The building is donut-shaped and the center ring displays stadium-like boards of Zappos vendors’ logos.  Gathering spaces with fake grass and nice furniture offset the industrial feel.

From the moment you enter the building, you know you’re not in a typical corporate office.  A huge mural of Legos welcomes you to the Zappos “family” and there are strange displays in the lobby such as a bunch of plastic legs extending from a barrel next to an old-fashioned shoe shine stand and a weird butterfly-inspired structure.

The call center areas are adorned with streamers, art, and other paraphernalia; employees desks are decorated in every imaginable way.  Tony’s workspace — a desk in a row of other desks — looks just as crazy as everyone else’s.  And in case you’re wondering how Human Resources feels about employees’ creativity, the HR department area looks the most outrageous of all.

There’s the standard customer call center whiteboard that you’d expect showing the number of calls and wait times but in Zappos fashion, it also shows the number of PECs achieved — PEC stands for personal emotional connection and employees are encouraged to rack them up by sending customers thank you cards and cookies and other gifts.  Like many other things at Zappos that seem extravagant, you wonder how they can be profitable and my tour guide skirted my question of how they manage the costs associated with such an effort.

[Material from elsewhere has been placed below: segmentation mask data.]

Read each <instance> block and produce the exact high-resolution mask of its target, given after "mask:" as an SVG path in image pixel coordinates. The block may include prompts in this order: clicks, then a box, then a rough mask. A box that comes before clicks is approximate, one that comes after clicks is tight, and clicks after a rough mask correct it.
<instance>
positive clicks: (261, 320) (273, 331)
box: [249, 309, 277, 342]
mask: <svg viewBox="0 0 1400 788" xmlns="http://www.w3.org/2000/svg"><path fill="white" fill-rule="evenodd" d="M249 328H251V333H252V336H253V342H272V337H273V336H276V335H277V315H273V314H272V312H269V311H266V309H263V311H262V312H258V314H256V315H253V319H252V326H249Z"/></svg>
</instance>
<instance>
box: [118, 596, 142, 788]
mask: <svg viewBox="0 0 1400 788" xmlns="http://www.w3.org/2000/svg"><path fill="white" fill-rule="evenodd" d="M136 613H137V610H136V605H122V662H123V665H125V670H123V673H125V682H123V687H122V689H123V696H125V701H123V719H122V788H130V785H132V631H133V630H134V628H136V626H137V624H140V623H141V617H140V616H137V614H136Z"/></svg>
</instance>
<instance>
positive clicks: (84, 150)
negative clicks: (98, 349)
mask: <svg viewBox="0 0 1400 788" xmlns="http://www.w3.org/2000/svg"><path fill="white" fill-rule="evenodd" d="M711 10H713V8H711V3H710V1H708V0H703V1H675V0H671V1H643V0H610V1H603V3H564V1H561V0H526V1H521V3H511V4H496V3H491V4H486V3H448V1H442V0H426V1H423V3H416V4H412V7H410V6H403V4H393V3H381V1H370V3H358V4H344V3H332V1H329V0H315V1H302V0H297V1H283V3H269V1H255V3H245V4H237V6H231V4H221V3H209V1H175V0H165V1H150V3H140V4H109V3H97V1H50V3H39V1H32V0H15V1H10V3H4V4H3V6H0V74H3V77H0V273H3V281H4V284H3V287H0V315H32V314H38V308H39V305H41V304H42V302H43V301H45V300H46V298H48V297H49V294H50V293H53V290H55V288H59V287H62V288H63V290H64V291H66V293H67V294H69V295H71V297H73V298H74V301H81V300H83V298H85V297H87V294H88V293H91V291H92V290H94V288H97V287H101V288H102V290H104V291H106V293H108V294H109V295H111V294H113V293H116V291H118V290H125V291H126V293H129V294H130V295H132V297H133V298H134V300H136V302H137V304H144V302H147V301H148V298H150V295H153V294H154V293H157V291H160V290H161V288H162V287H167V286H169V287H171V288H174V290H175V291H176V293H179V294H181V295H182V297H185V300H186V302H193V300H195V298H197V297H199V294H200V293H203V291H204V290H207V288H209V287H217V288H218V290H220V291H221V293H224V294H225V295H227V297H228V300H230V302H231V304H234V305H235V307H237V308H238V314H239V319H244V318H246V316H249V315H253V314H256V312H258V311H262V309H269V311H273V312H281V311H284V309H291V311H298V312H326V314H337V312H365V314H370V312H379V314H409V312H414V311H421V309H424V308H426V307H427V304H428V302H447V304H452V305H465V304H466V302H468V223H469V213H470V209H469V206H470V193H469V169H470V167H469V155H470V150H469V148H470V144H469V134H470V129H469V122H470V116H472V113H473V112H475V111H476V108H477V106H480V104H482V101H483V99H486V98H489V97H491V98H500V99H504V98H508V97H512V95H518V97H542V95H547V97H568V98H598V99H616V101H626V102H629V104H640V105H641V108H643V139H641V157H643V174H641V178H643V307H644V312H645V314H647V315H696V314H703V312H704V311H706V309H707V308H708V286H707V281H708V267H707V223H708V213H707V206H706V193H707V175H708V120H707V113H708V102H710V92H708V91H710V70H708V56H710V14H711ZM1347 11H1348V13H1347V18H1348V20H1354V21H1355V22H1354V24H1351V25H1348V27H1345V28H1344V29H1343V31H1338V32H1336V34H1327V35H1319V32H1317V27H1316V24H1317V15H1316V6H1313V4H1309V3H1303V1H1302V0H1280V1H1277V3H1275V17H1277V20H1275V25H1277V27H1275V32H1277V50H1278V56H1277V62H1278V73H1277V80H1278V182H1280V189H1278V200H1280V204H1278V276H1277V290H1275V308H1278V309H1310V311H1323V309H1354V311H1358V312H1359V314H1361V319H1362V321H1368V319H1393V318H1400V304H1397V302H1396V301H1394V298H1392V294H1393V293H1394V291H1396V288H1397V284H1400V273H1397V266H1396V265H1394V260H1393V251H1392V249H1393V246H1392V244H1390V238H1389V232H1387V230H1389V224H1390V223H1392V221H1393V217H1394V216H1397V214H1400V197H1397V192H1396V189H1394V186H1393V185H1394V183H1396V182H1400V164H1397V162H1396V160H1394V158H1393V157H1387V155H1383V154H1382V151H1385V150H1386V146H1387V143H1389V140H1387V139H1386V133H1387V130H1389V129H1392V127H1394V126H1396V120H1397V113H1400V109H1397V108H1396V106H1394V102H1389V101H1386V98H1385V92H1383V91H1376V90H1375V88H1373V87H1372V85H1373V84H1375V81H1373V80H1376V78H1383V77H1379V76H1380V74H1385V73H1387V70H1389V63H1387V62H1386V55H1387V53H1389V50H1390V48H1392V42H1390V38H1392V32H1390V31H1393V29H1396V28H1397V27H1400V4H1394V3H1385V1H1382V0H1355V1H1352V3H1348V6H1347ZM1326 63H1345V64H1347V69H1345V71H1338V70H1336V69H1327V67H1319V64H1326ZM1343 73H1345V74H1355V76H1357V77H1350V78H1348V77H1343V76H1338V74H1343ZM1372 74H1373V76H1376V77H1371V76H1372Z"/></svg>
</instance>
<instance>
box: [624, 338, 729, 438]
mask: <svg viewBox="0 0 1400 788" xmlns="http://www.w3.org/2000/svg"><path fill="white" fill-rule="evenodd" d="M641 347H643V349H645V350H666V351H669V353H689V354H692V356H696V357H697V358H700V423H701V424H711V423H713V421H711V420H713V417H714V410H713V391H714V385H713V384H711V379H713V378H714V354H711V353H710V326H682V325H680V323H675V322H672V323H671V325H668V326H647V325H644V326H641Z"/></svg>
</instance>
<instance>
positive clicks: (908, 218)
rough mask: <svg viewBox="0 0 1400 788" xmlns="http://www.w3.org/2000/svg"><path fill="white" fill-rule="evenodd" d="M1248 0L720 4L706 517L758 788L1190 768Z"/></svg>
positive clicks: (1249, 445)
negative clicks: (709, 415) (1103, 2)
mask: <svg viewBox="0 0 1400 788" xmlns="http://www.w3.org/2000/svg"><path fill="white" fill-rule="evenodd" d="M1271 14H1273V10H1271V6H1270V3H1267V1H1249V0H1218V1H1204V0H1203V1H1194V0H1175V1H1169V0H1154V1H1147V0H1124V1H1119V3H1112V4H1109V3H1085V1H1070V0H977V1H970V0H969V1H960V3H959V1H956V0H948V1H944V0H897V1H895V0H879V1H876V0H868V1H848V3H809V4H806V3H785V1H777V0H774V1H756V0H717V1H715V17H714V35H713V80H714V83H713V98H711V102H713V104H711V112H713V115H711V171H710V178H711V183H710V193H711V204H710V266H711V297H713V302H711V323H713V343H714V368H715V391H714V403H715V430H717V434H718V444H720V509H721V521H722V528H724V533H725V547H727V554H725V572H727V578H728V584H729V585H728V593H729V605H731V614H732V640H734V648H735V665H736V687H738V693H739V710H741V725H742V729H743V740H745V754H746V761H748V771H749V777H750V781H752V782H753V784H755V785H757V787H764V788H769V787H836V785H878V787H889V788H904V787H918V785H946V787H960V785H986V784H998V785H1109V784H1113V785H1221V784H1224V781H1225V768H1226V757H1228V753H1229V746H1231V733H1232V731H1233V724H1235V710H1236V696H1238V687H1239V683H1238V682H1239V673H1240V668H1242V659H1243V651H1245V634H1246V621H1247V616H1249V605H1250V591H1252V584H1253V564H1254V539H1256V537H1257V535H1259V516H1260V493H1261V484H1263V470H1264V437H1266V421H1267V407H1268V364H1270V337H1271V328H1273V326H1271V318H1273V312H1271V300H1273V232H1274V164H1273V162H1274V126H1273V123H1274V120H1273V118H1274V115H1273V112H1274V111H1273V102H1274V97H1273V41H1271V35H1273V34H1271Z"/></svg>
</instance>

Common areas are located near the windows at the center of the building and contain stations with free snacks and drinks.  The cafeteria offers healthy meals and sports a ping pong table and a roof-top lounge area.  And there are gender neutral bathrooms.

Perhaps the only sense of hierarchy in the office are the license plate style signs that employees get that show their name and when they started at the company.  Employees are given tags for every year they’ve stayed and different color signs indicate different lengths of tenure.  Other than that, there’s no executive suite, very few conference rooms, and no personal space.

Tony says that he believes investments in company culture drive employee productivity, customer service, and brand strength.  This office shows one example of how Zappos invests in its culture and it definitely offers a distinctively Zappos experience for employees.